Autism acceptance therefore does not mean valuing me and my interests because they could earn me money some day—it means valuing me and respecting what I value, because I am a worthy human being deserving of dignity and happiness. I work hard to build up my own sense of self-worth, and encourage other Autistic people to build up theirs as well. Imagine my heartbreak and anger a few days ago when a parent commented on my YouTube video supporting suicidal Autistics and encouraging them to develop tools of self-acceptance and told the world that their child’s life was pointless because she would never marry, hold a job, or live independently!
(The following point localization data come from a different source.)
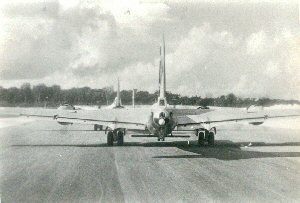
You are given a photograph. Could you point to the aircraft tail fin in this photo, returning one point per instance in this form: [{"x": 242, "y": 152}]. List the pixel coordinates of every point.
[{"x": 162, "y": 75}]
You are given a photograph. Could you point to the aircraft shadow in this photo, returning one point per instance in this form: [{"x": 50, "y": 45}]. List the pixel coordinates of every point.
[{"x": 223, "y": 149}]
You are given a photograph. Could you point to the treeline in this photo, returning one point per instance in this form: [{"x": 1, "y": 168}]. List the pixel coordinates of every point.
[{"x": 53, "y": 96}]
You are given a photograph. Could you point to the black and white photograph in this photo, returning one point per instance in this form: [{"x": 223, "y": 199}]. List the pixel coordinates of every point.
[{"x": 149, "y": 101}]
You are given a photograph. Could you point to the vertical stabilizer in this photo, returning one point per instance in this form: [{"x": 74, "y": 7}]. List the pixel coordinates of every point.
[
  {"x": 162, "y": 76},
  {"x": 118, "y": 102},
  {"x": 162, "y": 71}
]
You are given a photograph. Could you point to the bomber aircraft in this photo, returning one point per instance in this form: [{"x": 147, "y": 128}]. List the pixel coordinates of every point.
[{"x": 160, "y": 120}]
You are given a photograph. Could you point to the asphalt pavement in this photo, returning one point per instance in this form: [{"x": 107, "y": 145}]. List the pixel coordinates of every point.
[{"x": 45, "y": 162}]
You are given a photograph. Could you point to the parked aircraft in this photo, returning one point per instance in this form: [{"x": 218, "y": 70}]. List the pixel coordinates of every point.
[{"x": 161, "y": 119}]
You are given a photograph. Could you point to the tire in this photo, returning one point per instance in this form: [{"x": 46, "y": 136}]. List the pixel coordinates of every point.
[
  {"x": 201, "y": 138},
  {"x": 110, "y": 138},
  {"x": 211, "y": 139},
  {"x": 120, "y": 137}
]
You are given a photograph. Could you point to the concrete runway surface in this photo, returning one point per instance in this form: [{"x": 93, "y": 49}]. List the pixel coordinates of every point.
[{"x": 43, "y": 162}]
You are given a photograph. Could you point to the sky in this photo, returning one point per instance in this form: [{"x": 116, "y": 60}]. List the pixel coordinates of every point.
[{"x": 249, "y": 48}]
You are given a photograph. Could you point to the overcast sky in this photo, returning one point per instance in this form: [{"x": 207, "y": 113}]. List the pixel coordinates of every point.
[{"x": 249, "y": 49}]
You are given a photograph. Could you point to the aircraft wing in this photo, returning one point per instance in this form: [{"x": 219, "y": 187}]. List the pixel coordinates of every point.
[
  {"x": 112, "y": 118},
  {"x": 207, "y": 118}
]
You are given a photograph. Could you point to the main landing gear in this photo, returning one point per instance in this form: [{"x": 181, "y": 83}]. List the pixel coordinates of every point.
[
  {"x": 115, "y": 136},
  {"x": 206, "y": 136}
]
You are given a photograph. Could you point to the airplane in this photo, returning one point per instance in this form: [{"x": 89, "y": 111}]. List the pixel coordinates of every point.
[
  {"x": 117, "y": 103},
  {"x": 161, "y": 119}
]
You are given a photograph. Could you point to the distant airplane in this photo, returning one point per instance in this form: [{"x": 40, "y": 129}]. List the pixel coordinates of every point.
[
  {"x": 161, "y": 120},
  {"x": 117, "y": 103}
]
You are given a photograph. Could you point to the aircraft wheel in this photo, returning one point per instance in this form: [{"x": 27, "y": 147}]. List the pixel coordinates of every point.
[
  {"x": 201, "y": 139},
  {"x": 211, "y": 139},
  {"x": 110, "y": 138},
  {"x": 120, "y": 138}
]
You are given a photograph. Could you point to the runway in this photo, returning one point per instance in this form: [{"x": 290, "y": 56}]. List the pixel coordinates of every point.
[{"x": 43, "y": 162}]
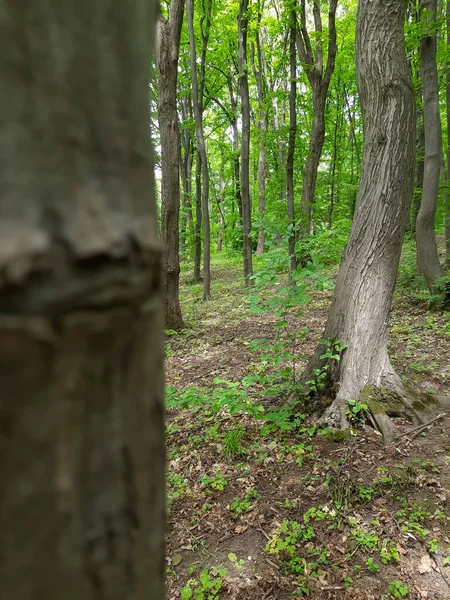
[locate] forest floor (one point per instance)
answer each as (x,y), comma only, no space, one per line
(267,506)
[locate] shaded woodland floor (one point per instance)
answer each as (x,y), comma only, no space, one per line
(263,509)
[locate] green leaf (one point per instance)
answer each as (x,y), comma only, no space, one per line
(176,560)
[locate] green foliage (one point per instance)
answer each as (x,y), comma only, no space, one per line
(206,587)
(398,589)
(243,505)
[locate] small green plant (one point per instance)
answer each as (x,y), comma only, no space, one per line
(356,411)
(397,589)
(240,506)
(206,587)
(232,442)
(388,552)
(366,541)
(372,566)
(215,483)
(291,534)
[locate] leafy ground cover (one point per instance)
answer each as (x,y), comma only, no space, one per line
(264,503)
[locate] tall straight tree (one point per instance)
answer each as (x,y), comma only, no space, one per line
(245,148)
(365,284)
(311,56)
(427,254)
(167,50)
(201,153)
(447,191)
(262,126)
(81,329)
(292,134)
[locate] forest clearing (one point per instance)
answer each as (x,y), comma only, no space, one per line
(269,505)
(225,299)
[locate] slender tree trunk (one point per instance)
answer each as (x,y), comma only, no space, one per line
(418,184)
(167,49)
(245,152)
(222,222)
(319,80)
(187,226)
(333,171)
(292,140)
(262,127)
(81,350)
(427,254)
(365,283)
(201,156)
(198,216)
(447,190)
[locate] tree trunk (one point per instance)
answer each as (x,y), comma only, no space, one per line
(262,127)
(334,158)
(447,190)
(427,254)
(319,80)
(292,140)
(365,284)
(245,152)
(201,153)
(418,183)
(187,226)
(221,203)
(167,49)
(198,216)
(81,351)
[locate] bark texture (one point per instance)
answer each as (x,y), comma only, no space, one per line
(292,139)
(202,164)
(245,149)
(319,79)
(365,284)
(167,49)
(427,254)
(81,349)
(447,191)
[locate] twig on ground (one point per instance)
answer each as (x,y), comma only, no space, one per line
(418,430)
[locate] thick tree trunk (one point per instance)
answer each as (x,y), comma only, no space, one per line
(245,151)
(81,350)
(292,140)
(167,48)
(427,254)
(365,284)
(201,153)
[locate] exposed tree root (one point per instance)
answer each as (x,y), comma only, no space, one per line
(383,403)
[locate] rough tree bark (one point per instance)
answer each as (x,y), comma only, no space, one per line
(245,149)
(319,80)
(292,137)
(262,129)
(427,254)
(81,326)
(365,284)
(201,154)
(447,192)
(167,50)
(187,226)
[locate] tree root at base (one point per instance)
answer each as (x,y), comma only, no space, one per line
(420,408)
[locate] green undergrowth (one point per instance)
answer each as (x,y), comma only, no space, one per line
(257,491)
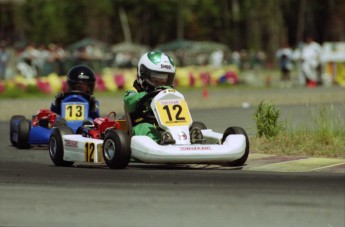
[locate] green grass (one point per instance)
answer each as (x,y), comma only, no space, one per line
(322,136)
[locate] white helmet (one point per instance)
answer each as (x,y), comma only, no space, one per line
(155,69)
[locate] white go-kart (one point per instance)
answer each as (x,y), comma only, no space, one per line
(183,141)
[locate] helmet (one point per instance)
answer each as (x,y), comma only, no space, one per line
(81,78)
(155,69)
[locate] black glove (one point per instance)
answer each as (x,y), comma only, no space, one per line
(58,98)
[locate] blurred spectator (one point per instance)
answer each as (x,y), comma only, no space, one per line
(4,59)
(217,58)
(309,56)
(284,55)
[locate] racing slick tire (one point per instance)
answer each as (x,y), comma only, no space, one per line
(56,149)
(12,127)
(23,134)
(116,149)
(199,125)
(237,130)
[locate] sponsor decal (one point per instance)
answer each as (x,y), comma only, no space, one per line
(182,136)
(203,148)
(70,143)
(170,102)
(165,66)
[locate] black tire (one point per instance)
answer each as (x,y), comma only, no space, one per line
(24,126)
(116,149)
(199,125)
(13,126)
(55,145)
(237,130)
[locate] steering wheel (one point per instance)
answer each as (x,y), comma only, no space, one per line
(143,106)
(76,92)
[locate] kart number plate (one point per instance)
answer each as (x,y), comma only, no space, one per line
(173,112)
(74,112)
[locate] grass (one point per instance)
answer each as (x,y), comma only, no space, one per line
(322,136)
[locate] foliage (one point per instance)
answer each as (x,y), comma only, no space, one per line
(267,123)
(239,24)
(322,135)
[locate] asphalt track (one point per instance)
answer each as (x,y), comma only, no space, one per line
(267,191)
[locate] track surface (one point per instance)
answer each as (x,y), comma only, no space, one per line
(268,191)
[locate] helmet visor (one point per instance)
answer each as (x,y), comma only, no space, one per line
(159,79)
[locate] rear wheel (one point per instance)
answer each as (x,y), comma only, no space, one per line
(116,149)
(56,149)
(13,125)
(23,134)
(237,130)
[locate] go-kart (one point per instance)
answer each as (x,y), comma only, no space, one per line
(25,132)
(114,144)
(171,112)
(103,140)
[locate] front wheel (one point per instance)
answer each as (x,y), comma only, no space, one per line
(13,127)
(238,131)
(116,149)
(56,149)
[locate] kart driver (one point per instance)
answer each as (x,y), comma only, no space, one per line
(81,79)
(156,70)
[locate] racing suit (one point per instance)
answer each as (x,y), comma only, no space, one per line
(93,104)
(140,126)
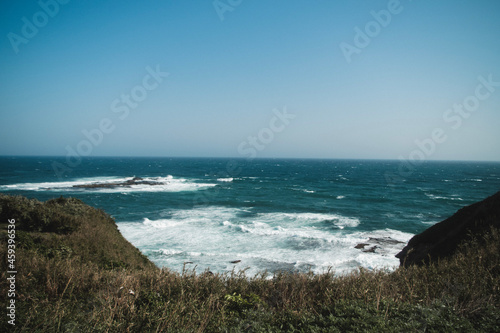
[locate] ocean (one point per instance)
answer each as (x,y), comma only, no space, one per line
(264,214)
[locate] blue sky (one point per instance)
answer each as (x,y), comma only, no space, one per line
(234,65)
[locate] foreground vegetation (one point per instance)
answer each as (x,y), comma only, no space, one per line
(76,273)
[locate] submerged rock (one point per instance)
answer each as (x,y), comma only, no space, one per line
(442,239)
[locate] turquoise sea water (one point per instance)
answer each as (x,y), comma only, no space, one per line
(268,214)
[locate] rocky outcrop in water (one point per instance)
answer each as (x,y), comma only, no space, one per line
(442,239)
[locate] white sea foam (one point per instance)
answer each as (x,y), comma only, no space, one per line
(437,197)
(171,184)
(225,179)
(212,237)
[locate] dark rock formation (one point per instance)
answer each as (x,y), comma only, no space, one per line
(127,183)
(442,239)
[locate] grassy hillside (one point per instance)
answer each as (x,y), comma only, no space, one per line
(76,273)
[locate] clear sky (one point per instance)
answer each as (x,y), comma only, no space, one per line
(251,78)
Don’t bother looking for the comment; I removed it. But I am still reeling from it. How could a parent think it was okay to say their child’s life was pointless? And how cruel does a person have to be to say such a thing on a resource meant to help keep suicidal people—people like their own child—alive and aiming toward happiness? Cruel seems too mild a word for it. It was an evil thing to say.
Your life is not pointless. Your child’s life is not pointless. It doesn’t matter whether a person marries or not. It doesn’t matter whether a person drives, holds a job, feeds themselves, gets dressed without prompting, or not. No one’s life is pointless!
As Jesse Jackson told my generation on Sesame Street, whether you are poor, young, on welfare, small, make mistakes, have different clothes, a different face, different hair, are black, brown, white, speak a different language—no matter who you are, you must be respected, protected, never rejected, because you are somebody.
So the next time you are tempted to tell an Autistic person their interest is silly, trivial, a waste of time, weird, or pointless, stop—and remember why we love what we love. We are somebody, too, and we must be respected, protected, and never rejected. Encourage our intense interests. And if you are Autistic, do not feel ashamed of or guilty about your intense interests.
We love what we love because we are who we are. And that is a beautiful thing.
*While the standard term for these deeply satisfying interests is “special interest,” I only use that phrase when I’m quoting someone else. It’s a point on which I differ with a large number of Autists, but I don’t like the term “special interest” (often abbreviated as “SI”.) I feel like it belongs in the bin with similar terms like “special needs” and “special education.” As the Down Syndrome community’s public service campaign reminds us, our needs are not special.
I would argue that the only thing “special” about our interests is their meaning to us; our interests are special to us.
I don’t call them “special interests” because we don’t say Bob Ross’ interest in painting was “special” or that Dr. Richard Feynman had a “special interest” in teaching. Being passionately consumed with a topic is a positive trait and I feel like calling it “special” just because the person being passionately consumed is Autistic is unnecessarily “othering.” Autism is a difference in intensity and frequency of traits found in non-Autistic people as well.
However, many Autists do embrace this language and love calling their passions “special interests” and I do not fault them for it. If you are not Autistic and are interacting with someone who is Autistic you should always follow their lead as far as what language they would like their identity and experience to be framed in.